Между тем, поезд, миновав последние кварталы пригородов Руяны, сделал горку и на уровне верхушек деревьев понёсся над лесом. Нет, не лесом – тайгой. Контуры ближних деревьев смазывались от скорости, но чуть подальше их можно было разглядеть. Немного непривычный оттенок зелени, в остальном же они не слишком отличались от елей и сосен Земли. Столица осталась позади, и теперь за окном вагона до самого горизонта были видны только бескрайние таёжные просторы. Сразу за первой остановкой под названием «Глубица» поезд вынес нас из-под дождевых облаков, в ослепительно-синем небе засияло маленькое, необычно белое солнце. Десять минут спустя поезд нырнул в прозрачную трубу станции «Коливан», и неторопливо шуршащий эскалатор опустил нас на уровень земли. От станции к домам недалёкого посёлка шла плотная дорога, не асфальтовая, но и не похожая на светлое бетоноподобное покрытие, какое я видел на других планетах. Скорее, она была сродни новомодным наливным полам Земли – матовое прозрачное покрытие, достаточно шершавое, чтобы не скользить ни в дождь, ни в мороз, а под ним – слой неправильной формы каменных плит разного размера, уложенных и залитых зеленоватой связующей массой. До посёлка было метров двести, а вот там нас ждал не очень приятный сюрприз: дорога разделялась, и стоящие на развилке указатели гласили, что университет расположен не здесь, а дальше в направлении леса. Сообщить расстояние авторы указателя не удосужились. Наверно, близко, решил я. Совсем позабыв, что на Руси испокон веков понятие «рукой подать» настолько относительно, что никакому Эйнштейну не снилось. Прогулка по ровному покрытию под пологом векового хвойного леса была, в общем-то, приятной, однако, дорога всё не кончалась и не кончалась. Мы шли десять, потом двадцать минут, а над нами всё так же шумели сосны, и впереди виднелись всё новые и новые деревья.
– Проклятые шпильки, – пробормотала Осока. – Знала бы, что столько идти, надела бы ботинки. Ноги сейчас отвалятся.
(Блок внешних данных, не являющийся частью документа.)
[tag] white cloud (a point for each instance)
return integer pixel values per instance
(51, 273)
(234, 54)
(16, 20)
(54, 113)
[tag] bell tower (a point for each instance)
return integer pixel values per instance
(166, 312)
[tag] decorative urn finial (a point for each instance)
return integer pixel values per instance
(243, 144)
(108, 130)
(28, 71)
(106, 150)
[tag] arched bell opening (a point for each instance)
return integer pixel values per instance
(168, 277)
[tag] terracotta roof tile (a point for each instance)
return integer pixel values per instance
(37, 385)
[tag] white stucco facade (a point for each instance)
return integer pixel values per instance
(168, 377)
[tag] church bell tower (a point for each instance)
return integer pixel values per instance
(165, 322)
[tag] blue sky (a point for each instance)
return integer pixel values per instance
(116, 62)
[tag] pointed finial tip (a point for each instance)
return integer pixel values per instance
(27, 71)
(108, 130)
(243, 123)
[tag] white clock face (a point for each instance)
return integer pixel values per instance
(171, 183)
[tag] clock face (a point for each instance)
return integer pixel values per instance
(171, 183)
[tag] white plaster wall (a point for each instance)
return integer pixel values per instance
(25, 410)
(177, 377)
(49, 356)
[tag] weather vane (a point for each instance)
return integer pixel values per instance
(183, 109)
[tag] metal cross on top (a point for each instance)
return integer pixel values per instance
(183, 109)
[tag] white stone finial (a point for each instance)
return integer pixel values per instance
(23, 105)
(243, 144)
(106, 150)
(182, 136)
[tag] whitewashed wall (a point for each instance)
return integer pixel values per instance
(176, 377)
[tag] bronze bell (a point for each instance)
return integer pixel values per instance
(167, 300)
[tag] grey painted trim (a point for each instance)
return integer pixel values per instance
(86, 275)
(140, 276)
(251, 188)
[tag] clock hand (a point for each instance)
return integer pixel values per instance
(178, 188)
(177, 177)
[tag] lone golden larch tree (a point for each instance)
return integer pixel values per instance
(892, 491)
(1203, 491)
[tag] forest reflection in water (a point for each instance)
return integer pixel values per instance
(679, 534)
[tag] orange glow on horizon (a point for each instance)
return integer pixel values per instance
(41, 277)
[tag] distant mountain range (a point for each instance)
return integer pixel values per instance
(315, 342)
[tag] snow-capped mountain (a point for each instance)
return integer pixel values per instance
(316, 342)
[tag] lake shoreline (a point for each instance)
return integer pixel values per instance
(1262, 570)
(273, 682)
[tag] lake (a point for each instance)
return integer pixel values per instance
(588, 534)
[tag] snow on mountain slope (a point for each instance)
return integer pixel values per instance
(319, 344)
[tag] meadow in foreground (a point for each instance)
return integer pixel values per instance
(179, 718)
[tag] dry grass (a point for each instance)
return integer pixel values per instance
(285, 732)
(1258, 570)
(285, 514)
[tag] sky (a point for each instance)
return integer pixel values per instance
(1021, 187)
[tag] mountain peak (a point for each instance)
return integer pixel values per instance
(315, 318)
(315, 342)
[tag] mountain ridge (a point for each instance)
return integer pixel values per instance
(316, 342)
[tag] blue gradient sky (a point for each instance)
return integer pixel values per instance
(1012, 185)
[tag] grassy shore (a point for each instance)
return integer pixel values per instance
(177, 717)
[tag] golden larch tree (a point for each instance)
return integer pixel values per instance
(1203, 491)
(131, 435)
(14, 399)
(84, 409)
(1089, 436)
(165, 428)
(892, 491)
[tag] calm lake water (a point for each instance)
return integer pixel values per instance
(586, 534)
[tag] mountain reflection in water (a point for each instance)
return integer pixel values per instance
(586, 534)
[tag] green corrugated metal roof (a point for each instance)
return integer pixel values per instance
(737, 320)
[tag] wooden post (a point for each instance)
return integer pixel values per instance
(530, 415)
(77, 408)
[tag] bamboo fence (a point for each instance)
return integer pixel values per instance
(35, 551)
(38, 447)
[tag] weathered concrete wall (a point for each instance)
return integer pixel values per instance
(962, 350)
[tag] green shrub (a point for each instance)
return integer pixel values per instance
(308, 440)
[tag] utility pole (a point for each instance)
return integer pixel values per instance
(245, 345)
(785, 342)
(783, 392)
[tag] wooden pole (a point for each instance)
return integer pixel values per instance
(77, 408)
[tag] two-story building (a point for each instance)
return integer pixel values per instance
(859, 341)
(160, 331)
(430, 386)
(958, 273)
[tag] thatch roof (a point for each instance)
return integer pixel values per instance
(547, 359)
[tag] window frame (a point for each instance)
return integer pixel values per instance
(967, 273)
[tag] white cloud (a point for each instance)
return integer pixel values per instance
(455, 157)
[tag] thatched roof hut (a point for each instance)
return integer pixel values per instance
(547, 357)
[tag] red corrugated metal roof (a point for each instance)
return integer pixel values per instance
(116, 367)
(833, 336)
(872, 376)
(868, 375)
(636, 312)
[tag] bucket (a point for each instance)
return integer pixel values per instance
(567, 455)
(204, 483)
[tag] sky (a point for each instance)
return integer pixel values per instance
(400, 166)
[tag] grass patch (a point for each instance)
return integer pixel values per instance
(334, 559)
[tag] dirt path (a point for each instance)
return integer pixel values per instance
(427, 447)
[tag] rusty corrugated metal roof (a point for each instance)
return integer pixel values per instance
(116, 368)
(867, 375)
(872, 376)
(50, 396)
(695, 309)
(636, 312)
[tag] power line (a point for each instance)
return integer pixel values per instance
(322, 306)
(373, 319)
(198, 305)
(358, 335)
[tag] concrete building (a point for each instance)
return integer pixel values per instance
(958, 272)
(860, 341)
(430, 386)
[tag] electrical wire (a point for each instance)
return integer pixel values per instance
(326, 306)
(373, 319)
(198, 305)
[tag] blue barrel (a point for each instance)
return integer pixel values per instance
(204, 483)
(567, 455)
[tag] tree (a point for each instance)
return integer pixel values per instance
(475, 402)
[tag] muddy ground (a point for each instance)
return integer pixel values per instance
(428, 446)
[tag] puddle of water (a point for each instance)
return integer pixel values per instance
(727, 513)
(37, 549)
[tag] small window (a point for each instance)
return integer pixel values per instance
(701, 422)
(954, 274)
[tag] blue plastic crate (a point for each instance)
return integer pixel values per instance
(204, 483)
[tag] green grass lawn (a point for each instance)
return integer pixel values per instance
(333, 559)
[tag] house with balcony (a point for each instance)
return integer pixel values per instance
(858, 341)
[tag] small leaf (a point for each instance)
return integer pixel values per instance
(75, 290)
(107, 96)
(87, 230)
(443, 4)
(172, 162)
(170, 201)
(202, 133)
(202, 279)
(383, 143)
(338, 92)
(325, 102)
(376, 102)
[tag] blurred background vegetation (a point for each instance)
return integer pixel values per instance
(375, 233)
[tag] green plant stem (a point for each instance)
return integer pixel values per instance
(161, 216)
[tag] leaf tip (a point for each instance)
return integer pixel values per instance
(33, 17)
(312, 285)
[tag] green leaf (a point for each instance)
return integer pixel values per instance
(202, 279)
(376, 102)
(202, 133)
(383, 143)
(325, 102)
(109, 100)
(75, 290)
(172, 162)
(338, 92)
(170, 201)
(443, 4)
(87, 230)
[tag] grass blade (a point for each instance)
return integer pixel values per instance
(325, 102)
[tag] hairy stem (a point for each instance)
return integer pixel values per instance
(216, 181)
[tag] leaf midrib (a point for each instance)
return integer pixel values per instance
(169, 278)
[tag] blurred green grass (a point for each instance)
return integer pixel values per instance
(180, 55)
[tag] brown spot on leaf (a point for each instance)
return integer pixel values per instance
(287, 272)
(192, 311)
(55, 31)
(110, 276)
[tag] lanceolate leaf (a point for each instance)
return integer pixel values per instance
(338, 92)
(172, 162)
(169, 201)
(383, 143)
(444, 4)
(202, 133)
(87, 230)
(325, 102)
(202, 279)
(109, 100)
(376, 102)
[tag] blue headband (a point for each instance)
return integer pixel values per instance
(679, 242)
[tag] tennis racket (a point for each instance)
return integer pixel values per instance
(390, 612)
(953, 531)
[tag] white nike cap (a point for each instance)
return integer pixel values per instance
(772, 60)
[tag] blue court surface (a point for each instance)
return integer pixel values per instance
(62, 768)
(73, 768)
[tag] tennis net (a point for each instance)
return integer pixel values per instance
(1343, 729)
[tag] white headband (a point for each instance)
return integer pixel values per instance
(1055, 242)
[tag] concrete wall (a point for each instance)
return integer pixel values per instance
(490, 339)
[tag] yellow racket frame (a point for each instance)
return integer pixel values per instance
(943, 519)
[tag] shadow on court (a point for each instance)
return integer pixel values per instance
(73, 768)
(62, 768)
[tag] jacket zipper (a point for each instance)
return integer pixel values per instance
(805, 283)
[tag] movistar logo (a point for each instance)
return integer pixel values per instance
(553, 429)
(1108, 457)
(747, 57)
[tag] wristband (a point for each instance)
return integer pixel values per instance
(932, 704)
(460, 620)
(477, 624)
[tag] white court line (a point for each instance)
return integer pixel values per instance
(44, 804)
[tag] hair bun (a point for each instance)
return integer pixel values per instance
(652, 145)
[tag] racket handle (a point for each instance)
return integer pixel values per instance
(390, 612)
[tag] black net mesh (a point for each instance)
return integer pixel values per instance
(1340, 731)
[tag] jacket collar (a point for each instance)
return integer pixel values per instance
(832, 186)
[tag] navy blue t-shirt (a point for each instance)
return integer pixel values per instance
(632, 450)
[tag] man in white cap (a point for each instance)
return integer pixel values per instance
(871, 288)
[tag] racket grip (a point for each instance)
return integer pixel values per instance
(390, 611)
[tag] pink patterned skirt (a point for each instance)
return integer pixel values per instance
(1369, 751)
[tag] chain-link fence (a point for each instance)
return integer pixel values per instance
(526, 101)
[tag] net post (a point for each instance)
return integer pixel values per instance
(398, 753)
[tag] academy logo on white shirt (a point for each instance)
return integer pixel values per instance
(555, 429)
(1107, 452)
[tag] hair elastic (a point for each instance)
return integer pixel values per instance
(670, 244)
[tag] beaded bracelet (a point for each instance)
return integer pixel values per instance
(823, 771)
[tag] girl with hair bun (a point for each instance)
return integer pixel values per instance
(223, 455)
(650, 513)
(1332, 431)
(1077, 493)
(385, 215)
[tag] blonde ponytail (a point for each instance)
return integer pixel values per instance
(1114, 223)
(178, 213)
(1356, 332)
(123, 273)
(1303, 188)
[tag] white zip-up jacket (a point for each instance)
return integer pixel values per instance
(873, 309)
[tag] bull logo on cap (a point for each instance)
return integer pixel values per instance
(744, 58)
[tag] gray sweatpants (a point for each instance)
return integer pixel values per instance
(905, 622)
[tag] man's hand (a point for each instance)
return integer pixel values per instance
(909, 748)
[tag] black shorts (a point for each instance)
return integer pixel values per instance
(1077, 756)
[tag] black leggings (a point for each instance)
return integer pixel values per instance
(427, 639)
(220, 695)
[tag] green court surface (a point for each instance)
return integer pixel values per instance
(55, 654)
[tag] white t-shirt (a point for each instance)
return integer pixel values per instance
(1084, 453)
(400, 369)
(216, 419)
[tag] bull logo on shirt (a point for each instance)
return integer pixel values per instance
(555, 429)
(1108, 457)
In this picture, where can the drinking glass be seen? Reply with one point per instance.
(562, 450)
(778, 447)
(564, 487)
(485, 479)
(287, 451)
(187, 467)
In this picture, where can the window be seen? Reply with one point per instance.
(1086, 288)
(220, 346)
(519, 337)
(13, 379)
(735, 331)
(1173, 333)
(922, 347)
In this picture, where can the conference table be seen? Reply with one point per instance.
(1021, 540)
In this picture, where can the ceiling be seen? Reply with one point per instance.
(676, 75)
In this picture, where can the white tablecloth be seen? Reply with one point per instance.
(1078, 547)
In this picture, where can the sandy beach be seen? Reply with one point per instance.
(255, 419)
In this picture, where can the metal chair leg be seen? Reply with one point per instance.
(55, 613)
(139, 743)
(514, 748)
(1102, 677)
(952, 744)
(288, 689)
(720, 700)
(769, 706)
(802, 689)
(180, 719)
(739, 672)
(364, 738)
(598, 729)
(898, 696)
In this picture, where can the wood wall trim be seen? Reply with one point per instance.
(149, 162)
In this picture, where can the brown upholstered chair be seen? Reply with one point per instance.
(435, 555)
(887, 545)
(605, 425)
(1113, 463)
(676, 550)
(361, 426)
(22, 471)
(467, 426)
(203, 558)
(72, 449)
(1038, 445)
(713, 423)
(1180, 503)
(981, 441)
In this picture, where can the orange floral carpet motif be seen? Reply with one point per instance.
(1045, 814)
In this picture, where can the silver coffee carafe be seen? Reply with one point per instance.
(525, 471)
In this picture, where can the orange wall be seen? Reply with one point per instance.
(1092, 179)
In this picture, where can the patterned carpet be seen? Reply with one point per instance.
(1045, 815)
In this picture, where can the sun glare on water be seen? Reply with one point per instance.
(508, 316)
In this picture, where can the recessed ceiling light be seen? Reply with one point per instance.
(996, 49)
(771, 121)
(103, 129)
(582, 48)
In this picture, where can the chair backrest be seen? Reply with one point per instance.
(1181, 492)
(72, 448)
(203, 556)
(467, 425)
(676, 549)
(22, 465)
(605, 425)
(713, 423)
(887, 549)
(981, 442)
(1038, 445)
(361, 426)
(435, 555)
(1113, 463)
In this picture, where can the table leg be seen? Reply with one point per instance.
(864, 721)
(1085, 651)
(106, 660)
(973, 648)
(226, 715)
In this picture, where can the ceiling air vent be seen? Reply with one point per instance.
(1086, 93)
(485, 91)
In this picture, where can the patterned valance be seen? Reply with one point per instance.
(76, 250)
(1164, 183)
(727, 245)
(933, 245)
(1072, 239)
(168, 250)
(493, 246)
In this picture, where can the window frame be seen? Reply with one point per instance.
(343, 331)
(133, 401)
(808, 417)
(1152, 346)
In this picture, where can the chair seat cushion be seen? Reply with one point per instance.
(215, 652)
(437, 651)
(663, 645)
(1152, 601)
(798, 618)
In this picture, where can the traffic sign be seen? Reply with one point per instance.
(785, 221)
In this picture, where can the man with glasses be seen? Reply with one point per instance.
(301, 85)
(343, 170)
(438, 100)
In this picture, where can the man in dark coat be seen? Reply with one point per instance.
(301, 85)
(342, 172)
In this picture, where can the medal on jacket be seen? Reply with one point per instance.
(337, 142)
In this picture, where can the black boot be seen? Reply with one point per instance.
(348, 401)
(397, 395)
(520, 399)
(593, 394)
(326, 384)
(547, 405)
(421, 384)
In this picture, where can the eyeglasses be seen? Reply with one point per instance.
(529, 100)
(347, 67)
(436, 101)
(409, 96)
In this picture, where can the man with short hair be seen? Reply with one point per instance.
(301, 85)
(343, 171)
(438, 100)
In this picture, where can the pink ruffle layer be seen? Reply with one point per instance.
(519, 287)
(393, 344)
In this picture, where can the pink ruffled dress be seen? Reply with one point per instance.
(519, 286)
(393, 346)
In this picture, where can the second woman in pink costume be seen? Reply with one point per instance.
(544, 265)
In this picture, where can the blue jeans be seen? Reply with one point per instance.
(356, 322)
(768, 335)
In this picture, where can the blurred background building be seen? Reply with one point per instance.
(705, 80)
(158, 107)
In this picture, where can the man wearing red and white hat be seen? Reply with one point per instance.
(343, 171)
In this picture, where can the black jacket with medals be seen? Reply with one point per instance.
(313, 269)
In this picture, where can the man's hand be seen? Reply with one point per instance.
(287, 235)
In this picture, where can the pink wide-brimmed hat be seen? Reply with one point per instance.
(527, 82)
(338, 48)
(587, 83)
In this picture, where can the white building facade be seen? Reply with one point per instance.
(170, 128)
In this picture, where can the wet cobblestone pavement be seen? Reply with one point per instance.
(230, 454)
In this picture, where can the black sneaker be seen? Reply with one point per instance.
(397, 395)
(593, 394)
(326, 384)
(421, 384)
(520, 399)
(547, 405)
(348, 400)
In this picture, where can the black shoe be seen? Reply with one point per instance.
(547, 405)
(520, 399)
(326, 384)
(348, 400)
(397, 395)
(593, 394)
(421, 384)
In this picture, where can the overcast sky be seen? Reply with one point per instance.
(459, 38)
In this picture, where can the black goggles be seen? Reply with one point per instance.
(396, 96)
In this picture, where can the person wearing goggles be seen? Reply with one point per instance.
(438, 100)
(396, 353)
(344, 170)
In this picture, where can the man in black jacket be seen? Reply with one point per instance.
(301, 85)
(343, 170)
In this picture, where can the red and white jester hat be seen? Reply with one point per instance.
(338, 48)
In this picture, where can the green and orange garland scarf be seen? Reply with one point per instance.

– Используй Силу, – усмехнулся я. Осока боднула меня плечом:
– Поиздевайся, поиздевайся.
– Могу на руках поднести, – предложил я.
– Ага, ещё на плечо посади, как пиратский капитан своего пайлата, – фыркнула она.
– Моё дело предложить.
Я покосился на Ирис. Наблюдая нашу шутливую пикировку, Осокина мама улыбалась, и я счёл это неплохим знаком.
Ворота университетского городка возникли перед нами внезапно. Лес впереди не поредел, не сделался более прозрачным, как это бывает перед выходом на опушку, а вот дорога вильнула вправо, и только тогда метрах в ста пятидесяти мы увидели обширное пространство, поросшее более редкими деревьями. Ели с их плотными лапами почти исчезли, и сквозь кроны мачтовых сосен проникало достаточно света, чтобы под ними росла трава. Тайга сразу преобразилась в окультуренный сосняк из тех, где любят отдыхать дачники подмосковных посёлков. Территорию университета обозначал чисто символический забор примерно метровой высоты, выполненный в классическом сельском стиле: вбитые в землю толстые колья и приколоченные к ним гвоздями горизонтальные хлысты, то и другое с неободранной морщинистой корой. Не успел я подумать, что лес на Бреге расходуют очень расточительно, коли делают подобные заборы, как увидел, что у одного из хлыстов отвалился торец, обнажив нутро толстостенной пластиковой трубы.